Vier Pfoten, die Schule machen – unsere Schulhunde
Bei uns geht es nicht nur mit zwei Beinen durch den Schulalltag: In unserer Schule sorgen künftig auch einige ganz besondere vierbeinige Kolleginnen für gute Stimmung, spannende Lernmomente und manchmal einfach für ein kleines Lächeln zwischendurch.
Unsere Schulhündin Tilda, eine Flat Coated Retriever-Hündin, ist bereits seit ihrer achten Lebenswoche bei Frau Pundt-Winkler zu Hause. Mit ihrem freundlichen, geduldigen und aufmerksamen Wesen bringt sie beste Voraussetzungen für ihren zukünftigen „Beruf“ als Schulhündin mit. Nach der Welpenschule und der Junghundeschule wird sie Schritt für Schritt für ihren Einsatz an unserer Grundschule ausgebildet.
Unterstützung bekommt Tilda von Sansa, einer einjährigen Pudeldame. Sie wird von Frau Wierenberg zum Schulhund ausgebildet und soll sie künftig regelmäßig im Unterricht begleiten.
Doch damit nicht genug: Auch unsere beiden erfahrenen Labradordamen Nelly und Mia gehören zu unserem tierischen Team. Nelly ist 6 Jahre, Mia bereits 10 Jahre alt – und beide bringen jede Menge Hundeerfahrung mit.
Gemeinsam unterstützen sie das USE-Projekt „Hund“, das von Frau Volkmer durchgeführt wird. Dabei lernen unsere Kinder auf ganz praktische und anschauliche Weise, was es bedeutet, einem Hund sicher und respektvoll zu begegnen.
🐾 Wie „spricht“ ein Hund eigentlich?
🐾 Was bedeutet es, wenn der Schwanz wedelt – und bedeutet Wedeln wirklich immer Freude?
🐾 Wo darf ich einen Hund anfassen und wo lieber nicht?
🐾 Wie verhalte ich mich richtig, wenn mir ein Hund begegnet?
🐾 Welche Berührungspunkte sind für einen Hund angenehm?
🐾 Woran erkenne ich, ob ein Hund Angst hat, unsicher ist oder sich wohlfühlt?
Die Kinder lernen dabei die Körpersprache der Hunde, wichtige Besonderheiten und einen sicheren und respektvollen Umgang kennen.
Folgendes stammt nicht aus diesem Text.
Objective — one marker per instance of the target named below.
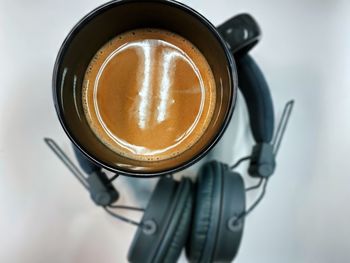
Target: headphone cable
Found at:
(124, 219)
(254, 205)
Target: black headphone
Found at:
(206, 217)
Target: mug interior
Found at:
(117, 17)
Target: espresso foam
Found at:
(149, 94)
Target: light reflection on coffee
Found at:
(149, 94)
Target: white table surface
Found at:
(46, 216)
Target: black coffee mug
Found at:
(116, 17)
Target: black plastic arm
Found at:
(258, 98)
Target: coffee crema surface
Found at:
(149, 94)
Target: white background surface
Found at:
(46, 216)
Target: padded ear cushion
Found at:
(170, 209)
(178, 232)
(206, 213)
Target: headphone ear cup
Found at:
(169, 210)
(206, 213)
(220, 198)
(177, 235)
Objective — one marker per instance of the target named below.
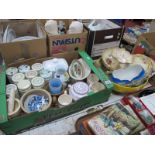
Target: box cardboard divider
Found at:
(24, 121)
(14, 51)
(145, 45)
(65, 42)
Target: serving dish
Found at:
(128, 75)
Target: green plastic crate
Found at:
(26, 121)
(3, 110)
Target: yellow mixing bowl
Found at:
(127, 89)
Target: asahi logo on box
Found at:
(66, 41)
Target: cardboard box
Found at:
(103, 39)
(24, 121)
(145, 45)
(13, 51)
(65, 42)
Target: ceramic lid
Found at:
(24, 68)
(37, 66)
(11, 71)
(23, 84)
(17, 77)
(80, 88)
(9, 87)
(31, 74)
(45, 74)
(37, 81)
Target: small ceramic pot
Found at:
(79, 70)
(38, 82)
(64, 100)
(47, 75)
(96, 87)
(55, 86)
(31, 74)
(24, 68)
(52, 64)
(16, 110)
(37, 67)
(10, 72)
(92, 78)
(18, 77)
(9, 87)
(78, 90)
(24, 86)
(64, 78)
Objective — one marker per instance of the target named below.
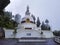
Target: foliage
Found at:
(38, 22)
(6, 21)
(56, 33)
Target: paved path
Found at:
(15, 42)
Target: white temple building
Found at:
(28, 29)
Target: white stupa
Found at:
(28, 29)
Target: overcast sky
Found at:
(44, 9)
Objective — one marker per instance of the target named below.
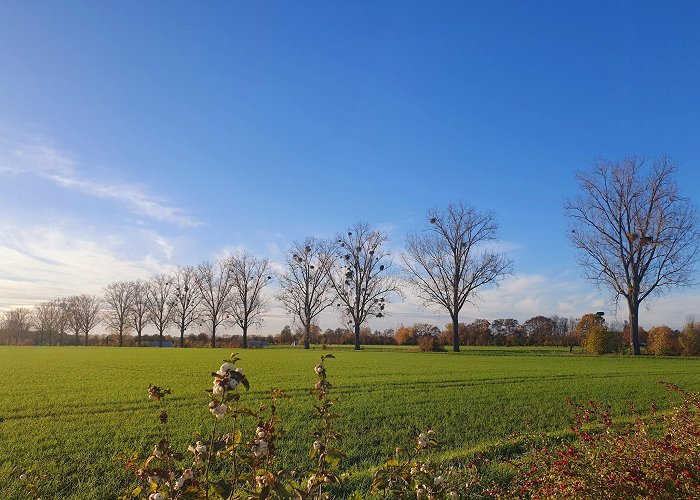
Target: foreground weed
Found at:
(237, 459)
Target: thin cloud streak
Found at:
(58, 167)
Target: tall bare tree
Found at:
(636, 235)
(159, 293)
(305, 284)
(361, 275)
(119, 298)
(451, 260)
(86, 309)
(249, 276)
(62, 318)
(214, 282)
(73, 316)
(186, 300)
(18, 321)
(139, 308)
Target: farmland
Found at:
(67, 412)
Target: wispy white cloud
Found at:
(42, 263)
(65, 171)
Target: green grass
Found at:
(67, 412)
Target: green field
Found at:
(67, 412)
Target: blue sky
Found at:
(135, 136)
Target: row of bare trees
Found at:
(229, 290)
(352, 272)
(636, 234)
(54, 319)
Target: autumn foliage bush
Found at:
(690, 339)
(662, 341)
(658, 459)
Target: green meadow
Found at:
(68, 412)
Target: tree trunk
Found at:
(455, 333)
(634, 325)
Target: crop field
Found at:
(68, 412)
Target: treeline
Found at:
(444, 265)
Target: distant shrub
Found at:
(690, 338)
(601, 340)
(662, 341)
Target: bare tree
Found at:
(186, 300)
(249, 276)
(361, 276)
(18, 321)
(45, 317)
(86, 309)
(450, 260)
(62, 318)
(305, 285)
(139, 308)
(119, 297)
(636, 235)
(159, 293)
(214, 284)
(73, 317)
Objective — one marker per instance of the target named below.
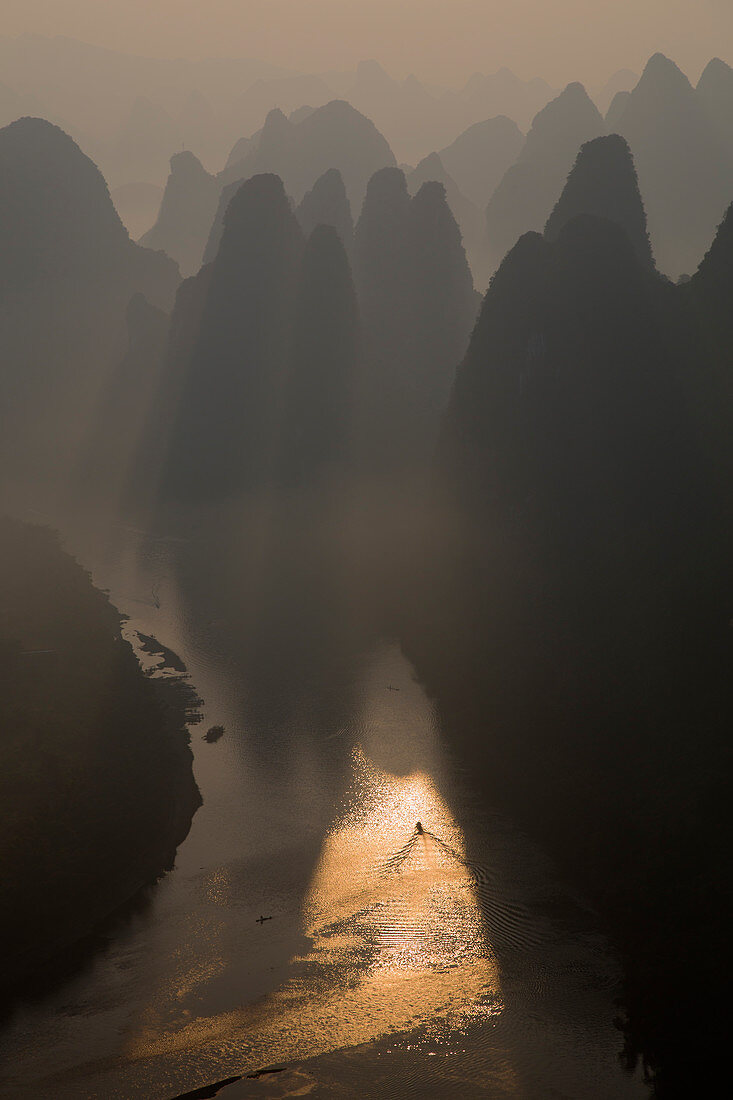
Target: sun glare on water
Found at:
(395, 932)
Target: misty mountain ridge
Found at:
(524, 197)
(67, 272)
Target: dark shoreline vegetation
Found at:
(96, 787)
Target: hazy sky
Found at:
(439, 40)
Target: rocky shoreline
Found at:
(97, 788)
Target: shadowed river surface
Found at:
(433, 959)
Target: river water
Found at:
(396, 959)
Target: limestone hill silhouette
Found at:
(408, 264)
(526, 194)
(682, 171)
(332, 136)
(231, 404)
(123, 407)
(317, 438)
(714, 94)
(187, 210)
(487, 96)
(446, 307)
(335, 135)
(584, 580)
(69, 270)
(469, 218)
(327, 204)
(478, 158)
(603, 183)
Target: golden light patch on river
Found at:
(396, 938)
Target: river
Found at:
(414, 942)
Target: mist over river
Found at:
(414, 943)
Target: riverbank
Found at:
(97, 788)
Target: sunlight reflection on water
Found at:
(395, 934)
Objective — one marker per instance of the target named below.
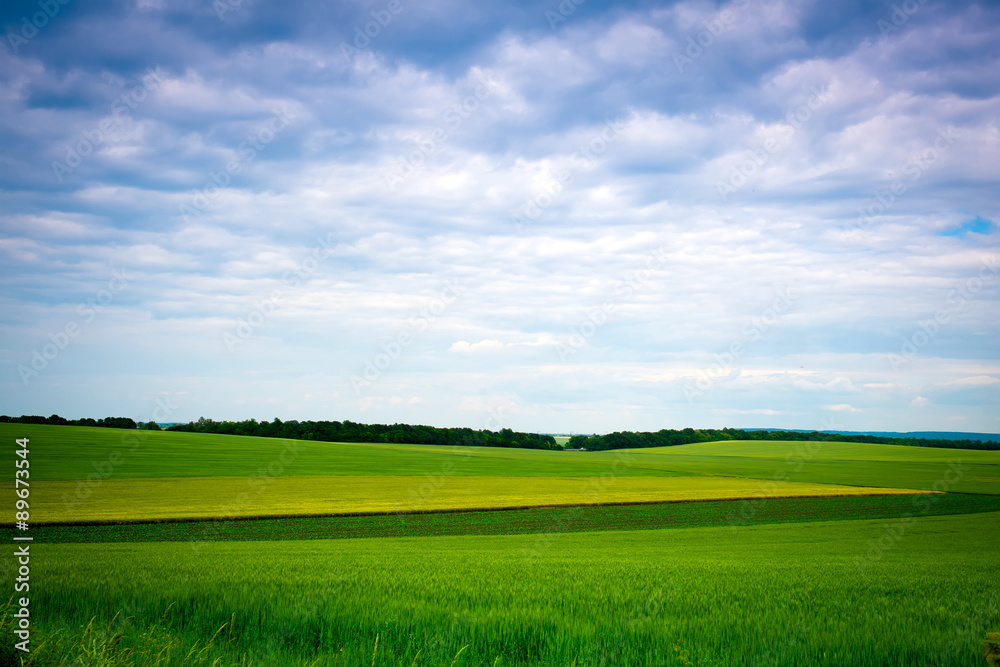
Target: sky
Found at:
(563, 217)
Sie erfahren, dass Hunde nicht einfach „gestreichelt werden möchten“, sondern – genau wie wir Menschen – unterschiedliche Bedürfnisse und Grenzen haben.
Und was können Schulhunde eigentlich noch?
Mehr als nur niedlich gucken – obwohl das natürlich eine ihrer Kernkompetenzen ist. 🐶
Ein Schulhund kann helfen, eine ruhige und entspannte Lernatmosphäre zu schaffen. Beim Streicheln können Stress und Anspannung abgebaut werden, gleichzeitig können Motivation, Konzentration und Lernfreude unterstützt werden. Hunde können Brücken bauen: zwischen Kindern, zwischen Kindern und Erwachsenen und manchmal auch zwischen einem Kind und seinen eigenen Gedanken und Sorgen.
Dabei lernen unsere Schülerinnen und Schüler ganz nebenbei, Verantwortung zu übernehmen, aufmerksam zu sein und die Bedürfnisse eines anderen Lebewesens wahrzunehmen. Achtsamkeit, Rücksichtnahme, Selbstvertrauen und soziales Miteinander bekommen damit vier Pfoten.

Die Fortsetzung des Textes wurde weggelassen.